The purpose of the norms is for scoring on the field, if you have no tokens, you need no norms. It needs to be 100% consistent with the index stats. CheckIndex must verify this! It should count the number of docs with norms for the field, and ensure it lines up with getDocCount() for the field.

asfimport commented 2 years ago

Robert Muir (@rmuir) (migrated from JIRA)

Attached is a quick prototype patch. For Lucene 10 indexes it writes the norm consistently and checkindex cross-checks the norm count against postings getDocCount. For old indexes it maintains the buggy behavior and checkindex ignores norm counts.

Will have to fix a couple tests that were explicitly testing this "ghost" norm behavior.

Also, I think this may have uncovered some previous crabs: I see some random exception tests provoking wrong counts :) This is the benefit of having such consistency and cross-checks in checkIndex. I will try to investigate.

asfimport commented 2 years ago

Adrien Grand (@jpountz) (migrated from JIRA)

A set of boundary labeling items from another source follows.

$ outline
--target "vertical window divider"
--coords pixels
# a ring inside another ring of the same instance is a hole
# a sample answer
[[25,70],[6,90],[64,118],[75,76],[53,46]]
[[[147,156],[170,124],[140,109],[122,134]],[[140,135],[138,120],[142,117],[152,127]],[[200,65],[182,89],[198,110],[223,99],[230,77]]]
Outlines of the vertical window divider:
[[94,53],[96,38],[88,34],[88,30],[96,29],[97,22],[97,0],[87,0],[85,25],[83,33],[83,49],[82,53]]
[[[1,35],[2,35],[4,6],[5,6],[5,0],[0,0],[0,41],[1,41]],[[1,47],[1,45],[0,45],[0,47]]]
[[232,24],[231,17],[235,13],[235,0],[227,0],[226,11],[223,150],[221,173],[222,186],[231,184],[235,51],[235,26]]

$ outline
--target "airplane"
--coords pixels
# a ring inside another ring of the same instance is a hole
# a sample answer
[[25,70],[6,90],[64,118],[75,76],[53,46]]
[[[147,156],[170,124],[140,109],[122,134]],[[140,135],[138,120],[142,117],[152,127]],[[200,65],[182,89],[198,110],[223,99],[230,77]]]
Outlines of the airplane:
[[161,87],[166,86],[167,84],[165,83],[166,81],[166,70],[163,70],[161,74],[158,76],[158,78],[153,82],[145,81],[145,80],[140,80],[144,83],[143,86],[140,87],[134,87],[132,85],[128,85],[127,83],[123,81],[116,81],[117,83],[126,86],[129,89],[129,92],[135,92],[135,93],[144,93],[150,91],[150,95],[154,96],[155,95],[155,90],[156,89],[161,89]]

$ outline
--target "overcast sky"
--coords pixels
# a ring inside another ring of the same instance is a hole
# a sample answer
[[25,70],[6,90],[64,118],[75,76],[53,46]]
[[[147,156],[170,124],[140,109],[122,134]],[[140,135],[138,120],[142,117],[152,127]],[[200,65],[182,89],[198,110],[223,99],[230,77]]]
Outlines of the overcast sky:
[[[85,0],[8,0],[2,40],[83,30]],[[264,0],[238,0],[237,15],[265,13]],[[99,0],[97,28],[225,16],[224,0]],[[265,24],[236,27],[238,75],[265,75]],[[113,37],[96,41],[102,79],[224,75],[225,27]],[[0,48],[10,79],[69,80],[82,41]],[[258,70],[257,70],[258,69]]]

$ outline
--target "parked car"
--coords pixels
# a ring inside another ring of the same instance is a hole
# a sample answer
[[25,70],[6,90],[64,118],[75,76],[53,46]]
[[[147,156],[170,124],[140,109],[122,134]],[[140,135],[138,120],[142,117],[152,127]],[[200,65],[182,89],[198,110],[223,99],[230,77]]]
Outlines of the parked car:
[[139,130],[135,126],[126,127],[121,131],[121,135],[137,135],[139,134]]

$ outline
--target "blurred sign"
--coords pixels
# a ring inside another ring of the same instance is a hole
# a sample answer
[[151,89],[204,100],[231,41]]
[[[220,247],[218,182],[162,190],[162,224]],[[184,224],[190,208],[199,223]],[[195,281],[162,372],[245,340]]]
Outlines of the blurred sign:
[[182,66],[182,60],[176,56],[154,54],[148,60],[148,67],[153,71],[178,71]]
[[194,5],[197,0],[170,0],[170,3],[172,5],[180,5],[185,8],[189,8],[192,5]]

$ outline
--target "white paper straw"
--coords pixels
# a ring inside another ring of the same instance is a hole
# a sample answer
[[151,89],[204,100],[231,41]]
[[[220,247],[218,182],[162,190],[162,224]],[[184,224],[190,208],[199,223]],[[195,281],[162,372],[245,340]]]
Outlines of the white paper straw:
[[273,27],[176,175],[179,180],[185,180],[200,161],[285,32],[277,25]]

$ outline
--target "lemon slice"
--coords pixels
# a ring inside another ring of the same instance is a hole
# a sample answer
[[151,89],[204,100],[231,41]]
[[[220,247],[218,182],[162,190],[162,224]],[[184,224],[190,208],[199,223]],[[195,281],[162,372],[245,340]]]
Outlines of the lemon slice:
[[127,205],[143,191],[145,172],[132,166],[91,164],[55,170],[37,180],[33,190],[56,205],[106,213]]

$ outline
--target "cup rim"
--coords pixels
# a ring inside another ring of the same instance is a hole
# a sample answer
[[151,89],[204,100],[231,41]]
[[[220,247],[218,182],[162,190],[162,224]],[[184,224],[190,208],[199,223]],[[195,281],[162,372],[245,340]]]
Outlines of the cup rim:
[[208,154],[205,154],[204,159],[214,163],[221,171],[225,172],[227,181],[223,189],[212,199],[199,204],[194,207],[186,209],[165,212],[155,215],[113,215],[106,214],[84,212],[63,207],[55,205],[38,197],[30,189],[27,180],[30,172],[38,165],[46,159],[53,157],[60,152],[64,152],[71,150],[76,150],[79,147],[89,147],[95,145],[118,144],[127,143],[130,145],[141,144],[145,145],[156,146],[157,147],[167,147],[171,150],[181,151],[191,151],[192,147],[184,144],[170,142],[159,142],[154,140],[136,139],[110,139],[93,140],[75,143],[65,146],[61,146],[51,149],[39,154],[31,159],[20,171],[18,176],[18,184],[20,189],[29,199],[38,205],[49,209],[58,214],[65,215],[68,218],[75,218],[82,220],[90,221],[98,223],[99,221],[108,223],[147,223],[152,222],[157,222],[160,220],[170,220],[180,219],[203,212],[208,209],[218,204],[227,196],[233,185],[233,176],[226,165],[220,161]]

I know you'll disagree, but I would still like to advocate that the current semantics are sensible. If you do not index a field value then there is no norm value. If you index a TextField, then the norm stores the length normalization factor for this field. If the field happens to produce zero tokens, then the norm value is zero. Otherwise the norm is guaranteed to be different from zero. CheckIndex is verifying this.

These current semantics also have the benefit of making queries fast when users have a proper schema: if all documents have a value for a field then you're guaranteed to get dense norms with fast iterators. With your change if you are unlucky to get a document where the value produces no tokens then you get the overhead of sparse norms for every term query over that field.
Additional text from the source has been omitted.